It's easy enough to go back and recalibrate the pre-2000 point numbers, just look at how many SOW they had to figure otu the number of total ties and adjust from there. The better question is however, is it doing a diservice to the data by rearranging it in that way? Before 2000 that's not the way that MLS operated. I'm trying to look at all-time numbers and get consistent results from data by taking away SOW. But in the process it may be affect the true relative success of a team pre-2000. I wonder what you think about that? When doing any kind of historical analysis should you just let the data in terms of points per game stay inconsistent by respecting the infamous Shoot Out Wins?
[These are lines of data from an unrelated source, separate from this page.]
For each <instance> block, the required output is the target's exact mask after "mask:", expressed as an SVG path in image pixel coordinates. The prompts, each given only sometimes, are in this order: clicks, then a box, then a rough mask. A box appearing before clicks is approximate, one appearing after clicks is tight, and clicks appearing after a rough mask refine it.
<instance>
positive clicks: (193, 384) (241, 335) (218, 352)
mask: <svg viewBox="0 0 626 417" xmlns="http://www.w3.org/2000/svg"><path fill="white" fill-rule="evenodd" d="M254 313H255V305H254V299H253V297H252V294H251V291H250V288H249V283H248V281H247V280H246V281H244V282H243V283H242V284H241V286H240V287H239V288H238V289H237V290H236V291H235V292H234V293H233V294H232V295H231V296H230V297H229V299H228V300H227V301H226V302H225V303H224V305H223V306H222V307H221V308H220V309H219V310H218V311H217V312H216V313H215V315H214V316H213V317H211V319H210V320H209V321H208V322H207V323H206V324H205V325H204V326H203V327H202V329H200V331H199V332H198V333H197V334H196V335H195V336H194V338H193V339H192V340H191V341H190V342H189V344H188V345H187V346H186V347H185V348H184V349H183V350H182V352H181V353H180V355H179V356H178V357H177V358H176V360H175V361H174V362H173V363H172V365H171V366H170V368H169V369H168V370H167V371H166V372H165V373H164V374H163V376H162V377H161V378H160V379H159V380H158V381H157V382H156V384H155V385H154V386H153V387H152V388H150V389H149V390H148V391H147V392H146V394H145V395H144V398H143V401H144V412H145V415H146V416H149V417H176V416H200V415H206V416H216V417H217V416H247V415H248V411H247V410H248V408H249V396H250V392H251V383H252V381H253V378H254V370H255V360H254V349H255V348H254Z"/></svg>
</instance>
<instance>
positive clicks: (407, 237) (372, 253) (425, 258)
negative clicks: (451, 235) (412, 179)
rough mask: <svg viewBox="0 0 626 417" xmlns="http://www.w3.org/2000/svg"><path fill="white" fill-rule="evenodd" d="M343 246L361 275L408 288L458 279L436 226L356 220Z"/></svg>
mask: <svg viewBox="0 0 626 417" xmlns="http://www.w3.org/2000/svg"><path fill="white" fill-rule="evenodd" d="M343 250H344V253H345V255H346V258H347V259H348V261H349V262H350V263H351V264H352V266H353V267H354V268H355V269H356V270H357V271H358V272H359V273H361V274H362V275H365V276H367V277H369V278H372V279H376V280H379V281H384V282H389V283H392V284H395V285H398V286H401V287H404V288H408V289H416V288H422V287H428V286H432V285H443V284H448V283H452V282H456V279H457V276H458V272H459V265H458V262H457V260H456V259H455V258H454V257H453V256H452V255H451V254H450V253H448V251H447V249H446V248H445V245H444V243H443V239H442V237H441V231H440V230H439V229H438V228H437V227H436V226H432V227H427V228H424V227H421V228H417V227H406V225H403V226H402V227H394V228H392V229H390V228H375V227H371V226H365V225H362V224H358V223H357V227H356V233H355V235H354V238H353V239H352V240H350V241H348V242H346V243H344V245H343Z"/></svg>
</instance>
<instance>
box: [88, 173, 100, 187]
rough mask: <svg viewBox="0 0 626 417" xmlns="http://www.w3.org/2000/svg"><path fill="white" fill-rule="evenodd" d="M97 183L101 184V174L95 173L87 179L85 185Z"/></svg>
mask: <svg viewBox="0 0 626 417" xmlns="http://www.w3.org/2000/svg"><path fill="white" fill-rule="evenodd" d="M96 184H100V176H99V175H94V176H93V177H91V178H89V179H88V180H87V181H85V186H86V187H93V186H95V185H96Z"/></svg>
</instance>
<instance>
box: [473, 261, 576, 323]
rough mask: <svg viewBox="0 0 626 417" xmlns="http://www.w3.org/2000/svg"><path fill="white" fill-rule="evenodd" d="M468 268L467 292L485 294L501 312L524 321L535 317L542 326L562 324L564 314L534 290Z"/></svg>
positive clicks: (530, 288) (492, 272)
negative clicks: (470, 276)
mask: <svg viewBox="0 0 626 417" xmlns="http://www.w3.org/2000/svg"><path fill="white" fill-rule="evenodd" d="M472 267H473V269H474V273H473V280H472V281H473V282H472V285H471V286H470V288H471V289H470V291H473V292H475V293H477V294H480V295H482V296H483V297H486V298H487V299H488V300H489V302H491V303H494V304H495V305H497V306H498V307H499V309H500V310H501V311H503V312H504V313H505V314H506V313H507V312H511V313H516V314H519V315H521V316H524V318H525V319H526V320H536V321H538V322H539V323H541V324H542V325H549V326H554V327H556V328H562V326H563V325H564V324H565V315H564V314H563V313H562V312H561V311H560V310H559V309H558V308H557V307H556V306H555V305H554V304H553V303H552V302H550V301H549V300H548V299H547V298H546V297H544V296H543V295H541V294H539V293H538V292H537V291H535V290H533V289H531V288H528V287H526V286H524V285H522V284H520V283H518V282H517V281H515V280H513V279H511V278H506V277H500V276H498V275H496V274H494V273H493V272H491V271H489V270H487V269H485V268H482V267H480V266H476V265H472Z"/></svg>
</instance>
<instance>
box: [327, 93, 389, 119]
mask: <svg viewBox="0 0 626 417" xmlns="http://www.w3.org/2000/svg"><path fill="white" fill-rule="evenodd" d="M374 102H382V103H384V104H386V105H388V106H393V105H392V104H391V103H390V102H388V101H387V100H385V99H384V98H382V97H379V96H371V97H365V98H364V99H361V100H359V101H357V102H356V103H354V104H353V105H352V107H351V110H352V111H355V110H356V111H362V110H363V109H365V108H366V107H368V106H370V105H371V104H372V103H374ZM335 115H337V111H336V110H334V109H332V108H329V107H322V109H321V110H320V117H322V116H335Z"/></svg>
Also, another way to measure this data wich I didn't include was team winning percentage. Honestly I've got to look how they calibrate that in MLS. It's a league statistic that has always struck me as odd, looking at winning percentages when you're incorporating ties. I imagine the way to do it would be (3W+T)/(3GP) so you have the number of points gained in a season by the number of possiable ones. If anyone knows otherwise then please do tell.
Right now I'm waiting back for Ur_Land to see what he got by running some correlations and other stuff. I've tried to do it myself but either I can't figure out how to put in the data correctly, or I just have no understanding of what the result means. I will say though by looking at individual team history, throwing it up on a scatterplot and looking at pts/gp and fc/fs, with just about every team there was a distinct correlation in trendlines between the two. I just don't have any idea how to tell you what it is.
ChrisE
11 Feb 2004, 05:15 PM
Maxim, to avoid hijacking your thread, I tried to address your questions about winning percentage etc. in this (http://www.bigsoccer.com/forum/showthread.php?s=&postid=2132662#post2132662) thread.
ChrisE
17 Feb 2004, 10:45 PM
Did this ever get completed, Maxim?
mpruitt
18 Feb 2004, 01:16 AM
Nah I've hit a wall in terms of a learning curve in regards to the statistical analysis, with some teams there's obviously a stronger correlation than others but it still doesn't seem to make a lot of sense. Also, when you put all the numbers together there's virtually no correlation. Same time when you plot things like pts/gp and fc/fs on a scatterplot for each team there seems to be a direct connection between their two trends. so i dunno. Ur_land said he was going to crunch the numbers but never got back to me. I'll see if I can't make more sense of it or try to find a way to come up with numerical justification for what I'm seeing graphically.
beineke
18 Feb 2004, 01:43 PM
Maxim, maybe you could post the correlations (ideally, between goal% and foul%) for each team, as well as the correlation across all teams.
mpruitt
24 Feb 2004, 02:40 PM
Just fyi i've been pre-occupied with some other things recently, mainly job searching as well as being away from my home computer recently. I'll have the team correlation numebers posted in the next couple of days. Btw any suggestions as to whether FC/FS vs FC/FC+FS might be more valuble and why?
beineke
24 Feb 2004, 10:02 PM
Originally posted by maxim-1
Btw any suggestions as to whether FC/FS vs FC/FC+FS might be more valuble and why?
Personally, I prefer the latter. When you look at FC/FS, numbers like 0.67 and 1.50 are "opposites" of one another. That kind of thing is easier to keep track of (both mathematically and mentally) with numbers like 0.4 and 0.6.
Good luck with the hunt ...